Recurrent Neural Networks

Introduction

On previous forward neural networks, our output was a function between the current input and a set of weights. On recurrent neural networks(RNN), the previous network state is also influence the output, so recurrent neural networks also have a "notion of time". This effect by a loop on the layer output to it's input.

In other words, the RNN will be a function with inputs $x_t$ (input vector) and previous state $h_{t-1}$ . The new state will be $h_t$ . The recurrent function, $f_W$ , will be fixed after training and used to every time step.

Recurrent Neural Networks are the best model for regression, because it take into account past values.

RNN are computation "Turing Machines" which means, with the correct set of weights it can compute anything, imagine this weights as a program. Just to not let you too overconfident on RNN, there is no automatic back-propagation algorithms, that will find this "perfect set of weights".

Use cases of recurrent neural networks

Machine translation (English --> French)
Speech to text
Market prediction
Scene labelling (Combined with CNN)
Car wheel steering. (Combined with CNN)

Implementing Vanilla RNN on python

Bellow we have a simple implementation of RNN recurrent function: (Vanilla version)

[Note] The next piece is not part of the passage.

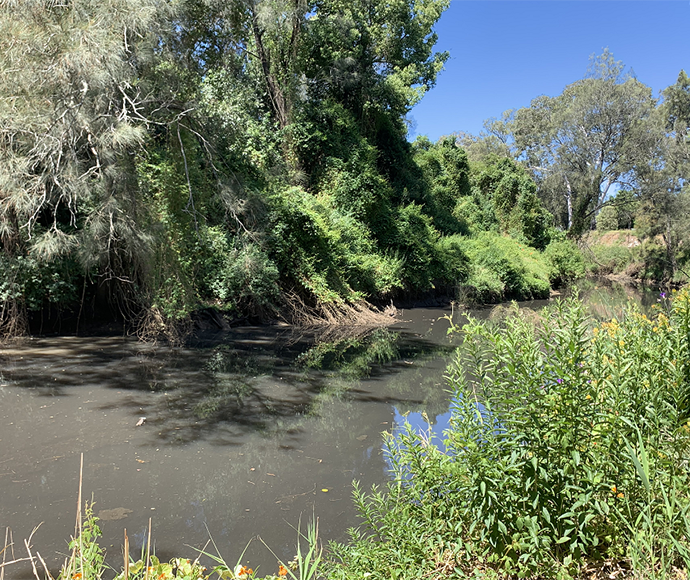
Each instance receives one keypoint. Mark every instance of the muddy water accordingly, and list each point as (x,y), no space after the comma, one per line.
(241,434)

$\Large ht=f_{weights}(h_{t-1},x_t) \therefore \\ \Large h_t=tanh(W_{hh}.h_{t-1} + W_{xh}.x_t) \\ \Large y_t = W_{hy}.h_t$

The code that calculate up to the next state $h_t$ looks like this:

def rnn_step_forward(x, prev_h, Wx, Wh, b):
  # We separate on steps to make the backpropagation easier
  #forward pass in steps
  # step 1
  xWx = np.dot(x, Wx)

  # step 2
  phWh = np.dot(prev_h,Wh)

  # step 3
  # total
  affine = xWx + phWh + b.T

  # step 4
  next_h = np.tanh(t)

  # Cache iputs, state, and weights
  # we are having prev_h.copy() since python params are pass by reference.
  cache = (x, prev_h.copy(), Wx, Wh, next_h, affine)

  return next_h, cache

Observe that in our case of RNN we are now more interested on the next state, $h_t$ not exactly the output, $y_t$

Before we start let's just make explicit how to backpropagate the tanh block.

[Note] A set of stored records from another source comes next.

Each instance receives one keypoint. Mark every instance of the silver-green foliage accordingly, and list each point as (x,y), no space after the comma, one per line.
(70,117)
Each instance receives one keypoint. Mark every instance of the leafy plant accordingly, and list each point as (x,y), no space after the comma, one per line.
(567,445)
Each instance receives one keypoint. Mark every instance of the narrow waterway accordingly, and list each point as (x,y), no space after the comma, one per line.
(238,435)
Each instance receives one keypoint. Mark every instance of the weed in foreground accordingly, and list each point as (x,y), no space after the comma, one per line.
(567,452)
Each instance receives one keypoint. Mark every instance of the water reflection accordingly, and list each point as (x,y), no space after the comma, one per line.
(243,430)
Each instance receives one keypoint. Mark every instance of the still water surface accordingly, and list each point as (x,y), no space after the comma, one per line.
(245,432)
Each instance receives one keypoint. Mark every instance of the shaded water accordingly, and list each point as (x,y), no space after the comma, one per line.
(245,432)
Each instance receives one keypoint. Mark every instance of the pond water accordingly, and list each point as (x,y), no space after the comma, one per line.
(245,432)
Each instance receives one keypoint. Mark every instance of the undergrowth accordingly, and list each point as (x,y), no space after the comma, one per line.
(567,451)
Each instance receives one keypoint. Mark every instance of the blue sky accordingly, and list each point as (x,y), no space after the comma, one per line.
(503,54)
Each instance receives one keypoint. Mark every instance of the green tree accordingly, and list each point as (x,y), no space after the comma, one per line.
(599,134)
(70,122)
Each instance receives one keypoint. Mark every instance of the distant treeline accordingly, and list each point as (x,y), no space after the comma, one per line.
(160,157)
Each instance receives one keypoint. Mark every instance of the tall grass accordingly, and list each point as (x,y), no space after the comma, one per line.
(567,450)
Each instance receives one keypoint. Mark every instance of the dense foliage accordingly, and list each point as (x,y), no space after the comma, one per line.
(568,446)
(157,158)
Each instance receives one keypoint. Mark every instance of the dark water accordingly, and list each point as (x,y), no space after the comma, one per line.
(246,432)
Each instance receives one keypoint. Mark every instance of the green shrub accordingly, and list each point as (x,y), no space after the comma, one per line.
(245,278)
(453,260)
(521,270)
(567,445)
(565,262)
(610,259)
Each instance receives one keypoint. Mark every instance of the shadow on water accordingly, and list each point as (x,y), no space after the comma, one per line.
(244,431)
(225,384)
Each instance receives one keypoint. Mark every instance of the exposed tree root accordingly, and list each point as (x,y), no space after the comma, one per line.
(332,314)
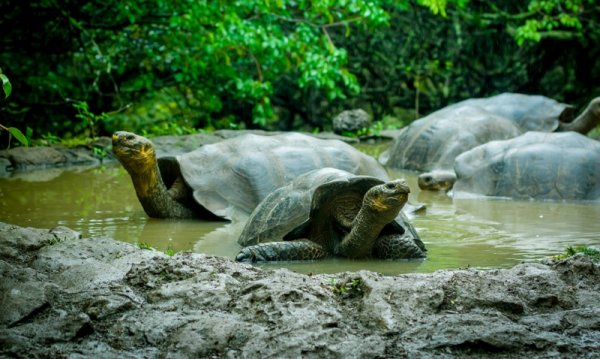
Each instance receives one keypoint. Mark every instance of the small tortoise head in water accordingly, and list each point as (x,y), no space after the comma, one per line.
(136,153)
(387,199)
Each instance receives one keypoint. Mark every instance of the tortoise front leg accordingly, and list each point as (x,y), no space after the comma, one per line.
(397,246)
(282,251)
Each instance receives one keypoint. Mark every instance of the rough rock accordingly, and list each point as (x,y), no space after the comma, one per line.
(351,121)
(66,296)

Now we can do the backpropagation step (For one single time-step)

def rnn_step_backward(dnext_h, cache):
    (x, prev_h, Wx, Wh, next_h, affine) = cache

    #backward in step
    # step 4
    # dt delta of total
    # Gradient of tanh times dnext_h
    dt = (1 - np.square(np.tanh(affine))) * (dnext_h)

    # step 3
    # Gradient of sum block
    dxWx = dt
    dphWh = dt
    db = np.sum(dt, axis=0)

    # step 2
    # Gradient of the mul block
    dWh = prev_h.T.dot(dphWh)
    dprev_h = Wh.dot(dphWh.T).T

    # step 1
    # Gradient of the mul block
    dx = dxWx.dot(Wx.T)
    dWx = x.T.dot(dxWx)

    return dx, dprev_h, dWx, dWh, db

A point to be noted is that the same function $f_{weights}$ and the same set of parameters will be applied to every time-step.

A good initialization for the RNN states $h_t$ is zero. Again this is just the initial RNN state not it's weights.

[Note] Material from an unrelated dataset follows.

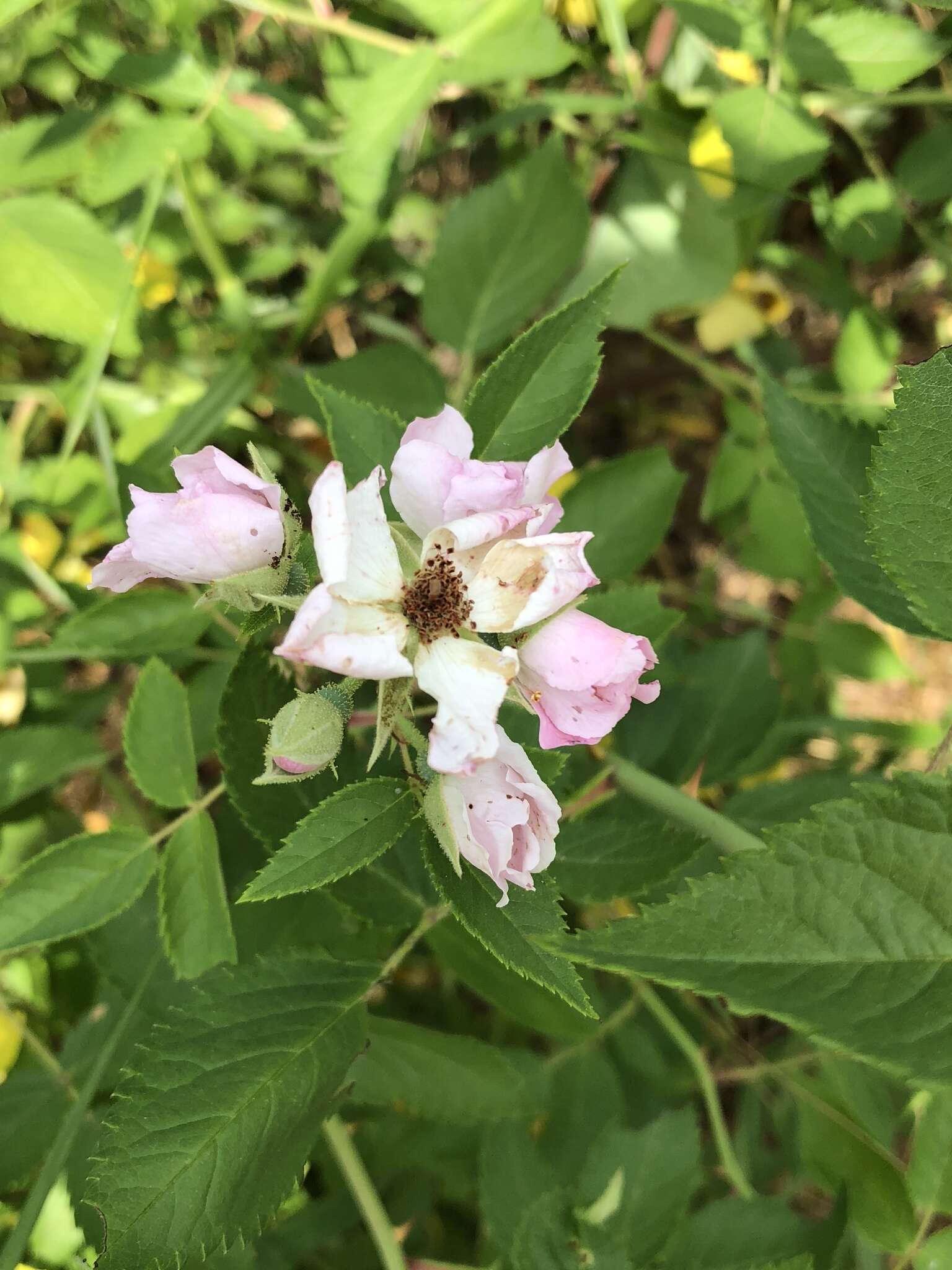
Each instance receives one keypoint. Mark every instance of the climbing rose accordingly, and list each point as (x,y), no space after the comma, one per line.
(224,521)
(489,571)
(503,818)
(580,676)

These looping feature on RNNs can be confusing first but actually you can think as a normal neural network repeated(unrolled) multiple times. The number of times that you unroll can be consider how far in the past the network will remember. In other words each time is a time-step.

Forward and backward propagation on each time-step

From the previous examples we presented code for forward and backpropagation for one time-step only. As presented before the RNN are unroled for each time-step (finite). Now we present how to do the forward propagation for each time-step.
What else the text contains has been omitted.